Self-produced by Matraca Berg herself, The Dreaming Fields is a beautiful song cycle that finds Berg exploring the human condition open and honestly. “If I Had Wings” finds Matraca Berg singing over a percussive low rumble and tremolo guitar-paced melody about a woman who decides to take her empty abusive relationship into her own hands. This is a stark way to open an album and flies in the face of Nashville album making by starting with such a downer of a song, which is then juxtaposed right away with her own version of “You And Tequila,” a song that once appeared on an album from co-writer Deana Carter along with being a key track on Kenny Chesney’s Hemingway’s Whiskey. The song is beautiful in how it compares a relationship with Tequila and the havoc each can have on the narrator’s life.
Matraca powerfully cuts through the pain of loss and loneliness on “Racing The Angels.” Co-written with Gretchen Peters and Suzy Bogguss, the song is about as hopeful as a song about loss can get. Meanwhile, “Silver and Glass” serves as a tragic story of a woman so beautiful that she could stop a train and how she puts all of her value into her appearance (“you put all of your hope into something so easily broken…silver and glass, but mirrors they shatter and crack, even for the fairest of ‘em all”). It’s a reminder that girls shouldn’t base their worth on something so fleeting as the opinion of the public (which the mirror serves as a metaphor for). “Clouds” is a fantastic song that equates depression to clouds and it finds Matraca pleading to her partner to allow the pain out so that the depression can go away. Once recorded by Trisha Yearwood, the title track “The Dreaming Fields” serves as a beautiful eulogy to the death of the independent farms.
“Oh Cumberland” is a tale about the power that the mighty river running through Nashville has on a travelin’ soul and how it keeps them grounded while “Your Husband’s Cheatin’ On Us” finds the ‘other woman’ plotting revenge with a filanderin’ man’s wife over the bad deed he’s done (cheating on both of ‘em). It’s a smoky, bluesy little story song that gets better with each listen. “Fall Again” finds the narrator hoping and praying to fall back in love with her husband next to her in the bed. There are plenty of fantastic lines and the song just begs to be played on repeat over and over again.
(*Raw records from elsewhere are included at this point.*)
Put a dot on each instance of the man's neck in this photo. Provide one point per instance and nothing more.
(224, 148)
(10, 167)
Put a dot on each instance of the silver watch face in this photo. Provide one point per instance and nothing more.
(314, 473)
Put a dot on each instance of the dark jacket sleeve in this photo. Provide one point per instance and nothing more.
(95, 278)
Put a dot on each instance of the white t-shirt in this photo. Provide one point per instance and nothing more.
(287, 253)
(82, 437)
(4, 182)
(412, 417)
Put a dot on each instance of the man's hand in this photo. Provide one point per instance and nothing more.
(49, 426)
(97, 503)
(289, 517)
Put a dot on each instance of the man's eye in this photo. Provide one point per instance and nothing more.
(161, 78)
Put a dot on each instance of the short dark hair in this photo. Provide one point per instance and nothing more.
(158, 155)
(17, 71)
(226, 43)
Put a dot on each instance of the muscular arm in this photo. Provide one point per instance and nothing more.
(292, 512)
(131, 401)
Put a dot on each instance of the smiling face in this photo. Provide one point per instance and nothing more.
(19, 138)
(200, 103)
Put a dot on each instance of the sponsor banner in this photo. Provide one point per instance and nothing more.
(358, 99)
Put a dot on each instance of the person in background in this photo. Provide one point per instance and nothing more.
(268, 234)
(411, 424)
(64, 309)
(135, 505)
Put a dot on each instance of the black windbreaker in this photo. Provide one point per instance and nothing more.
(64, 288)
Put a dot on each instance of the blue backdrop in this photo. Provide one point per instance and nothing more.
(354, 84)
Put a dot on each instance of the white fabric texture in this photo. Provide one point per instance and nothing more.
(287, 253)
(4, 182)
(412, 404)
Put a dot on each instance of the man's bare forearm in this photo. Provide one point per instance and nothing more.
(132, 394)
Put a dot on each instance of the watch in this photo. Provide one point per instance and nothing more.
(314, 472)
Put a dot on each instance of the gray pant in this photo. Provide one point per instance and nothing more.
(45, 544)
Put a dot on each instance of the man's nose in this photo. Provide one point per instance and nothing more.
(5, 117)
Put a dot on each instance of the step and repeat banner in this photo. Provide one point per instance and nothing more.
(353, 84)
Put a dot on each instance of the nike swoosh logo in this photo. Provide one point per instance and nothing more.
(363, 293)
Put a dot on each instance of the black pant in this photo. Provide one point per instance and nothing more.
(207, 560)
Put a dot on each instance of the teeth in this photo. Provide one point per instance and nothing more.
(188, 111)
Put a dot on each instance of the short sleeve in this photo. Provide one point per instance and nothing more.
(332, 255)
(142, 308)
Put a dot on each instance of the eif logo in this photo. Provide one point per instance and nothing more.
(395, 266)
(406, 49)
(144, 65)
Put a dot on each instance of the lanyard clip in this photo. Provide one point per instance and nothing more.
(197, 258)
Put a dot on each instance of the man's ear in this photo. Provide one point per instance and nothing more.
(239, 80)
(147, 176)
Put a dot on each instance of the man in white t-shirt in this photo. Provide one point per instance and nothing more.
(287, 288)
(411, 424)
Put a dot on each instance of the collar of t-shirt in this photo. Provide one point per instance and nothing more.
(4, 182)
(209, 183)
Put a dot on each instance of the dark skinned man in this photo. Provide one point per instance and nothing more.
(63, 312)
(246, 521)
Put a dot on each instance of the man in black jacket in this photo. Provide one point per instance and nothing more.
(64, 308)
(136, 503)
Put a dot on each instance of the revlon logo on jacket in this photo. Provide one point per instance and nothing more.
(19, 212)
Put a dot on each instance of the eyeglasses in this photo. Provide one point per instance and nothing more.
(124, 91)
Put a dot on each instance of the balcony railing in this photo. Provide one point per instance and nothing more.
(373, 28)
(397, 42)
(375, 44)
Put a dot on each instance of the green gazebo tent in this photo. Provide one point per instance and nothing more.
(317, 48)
“South Of Heaven” is a song that would’ve been perfect for a memorial day soundtrack and it certainly would apply for Veterans Day too or for any gone too soon soul. Suzy Bogguss and Gretchen Peters provide angelic harmony on the moody ballad while the album closer “A Cold, Rainy Morning In London In June” is a rumination about feeling lonely in a foreign country. The cohesive eleven tracks that make up The Dreaming Fields leave you wanting more and while the record could certainly have used one obvious uptempo tune, this is an album that’s meant to be listened from track one to track eleven and it is most certainly one of 2011’s best records, in any genre.